You may submit your responses any time until Friday, April 29 at noon.


No data scientist is the same

I found what looks to be a very interestingly written series of blog posts related to XGBoost but also covering some “big picture” ideas about working as a data scientist. The series includes nine blog posts and an associated python notebook for each one. Here are direct links to the 9 blog posts (they appear on each post as well):

  1. Introducing our data science rock stars
  2. Data to predict which employees are likely to leave
  3. Good model by default using XGBoost
  4. Hyperparameter tuning for hyperaccurate XGBoost model
  5. Beat dirty data
  6. The case of high cardinality kerfuffles
  7. Guide to manage missing data
  8. Visualise the business value of predictive models
  9. No data scientist is the same!

The python notebooks are available at

Rather than have you code up an XGBoost model yourself, I’d like you to read some of the blog posts and answer a few questions. You are welcome to read all 9 posts (and I hope that you do), but you are only required to read enough to answer the questions below.

Side note: I found this because I subscribe to https://medium.com/ and they send me a daily digest of things they think I might be interested in. Since I tend to click on data science-related things, I get lots of data science-related suggestions. You might find this to be a good resource for yourself.

  1. Read the first blog post. Based on the descriptions there, which “data scientist rock star” do you think you are most/least like?

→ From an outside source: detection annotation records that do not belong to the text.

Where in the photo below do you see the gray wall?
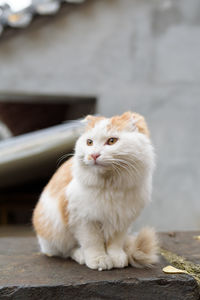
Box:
[0,0,200,230]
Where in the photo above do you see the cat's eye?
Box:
[106,138,118,146]
[87,139,93,146]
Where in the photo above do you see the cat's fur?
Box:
[33,112,157,270]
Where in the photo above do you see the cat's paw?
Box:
[86,254,113,271]
[70,248,85,265]
[108,249,128,268]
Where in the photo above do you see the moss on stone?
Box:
[160,249,200,286]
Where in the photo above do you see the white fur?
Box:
[36,119,154,270]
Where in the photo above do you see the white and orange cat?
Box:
[33,112,157,270]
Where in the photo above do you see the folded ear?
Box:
[83,115,105,130]
[132,112,150,137]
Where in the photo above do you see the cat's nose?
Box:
[91,153,101,161]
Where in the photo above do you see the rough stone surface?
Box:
[0,0,200,231]
[0,233,199,300]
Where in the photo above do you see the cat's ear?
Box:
[132,112,150,137]
[83,115,105,130]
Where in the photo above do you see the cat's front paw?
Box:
[108,249,128,268]
[86,254,113,271]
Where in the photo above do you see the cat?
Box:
[33,112,158,270]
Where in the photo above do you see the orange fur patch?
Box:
[33,158,73,239]
[107,111,150,137]
[85,115,105,131]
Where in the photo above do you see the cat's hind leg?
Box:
[37,235,61,256]
[124,227,159,268]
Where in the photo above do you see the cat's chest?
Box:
[67,183,141,225]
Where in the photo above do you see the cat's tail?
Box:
[124,227,159,268]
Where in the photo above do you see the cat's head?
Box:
[75,112,153,179]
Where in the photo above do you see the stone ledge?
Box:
[0,232,200,300]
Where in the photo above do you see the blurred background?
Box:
[0,0,200,231]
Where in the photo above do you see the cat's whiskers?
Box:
[56,152,73,167]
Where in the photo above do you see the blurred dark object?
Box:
[0,94,96,136]
[0,0,84,35]
[0,94,96,225]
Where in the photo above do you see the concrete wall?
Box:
[0,0,200,230]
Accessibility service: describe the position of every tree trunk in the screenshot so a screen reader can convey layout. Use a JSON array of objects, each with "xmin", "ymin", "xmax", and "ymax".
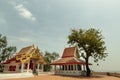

  2. What is the most important thing you learned about XGBoost from these blog posts that you we either didn’t cover in class or that didn’t “click” in class?

  3. What is the most important thing you learned about doing data science from these blog posts? How does it align with, complement, or run counter to what you have been learning in your data science courses at Calvin?

  4. Look through some of the python code (in the blog posts or at Gitlab) and comment on at least one thing that is interesting because it uses some python thing you didn’t know about or would not have thought to do that way.

  5. Now read the last post. Does this change your answer to or the way you think about question 1?

  6. Just because I’m curious: Which of the blog posts did you read? (Just list off the numbers.)

Course Wrap-Up

  1. Thinking back on the book reports we have been hearing, give one example of something you heard that got you thinking.

  2. If you were going to read one of the books that someone else reported on, which one would it be? Why?

  3. Think back a bit about our course as a whole. What do you think you will remember most about it 3 years from now?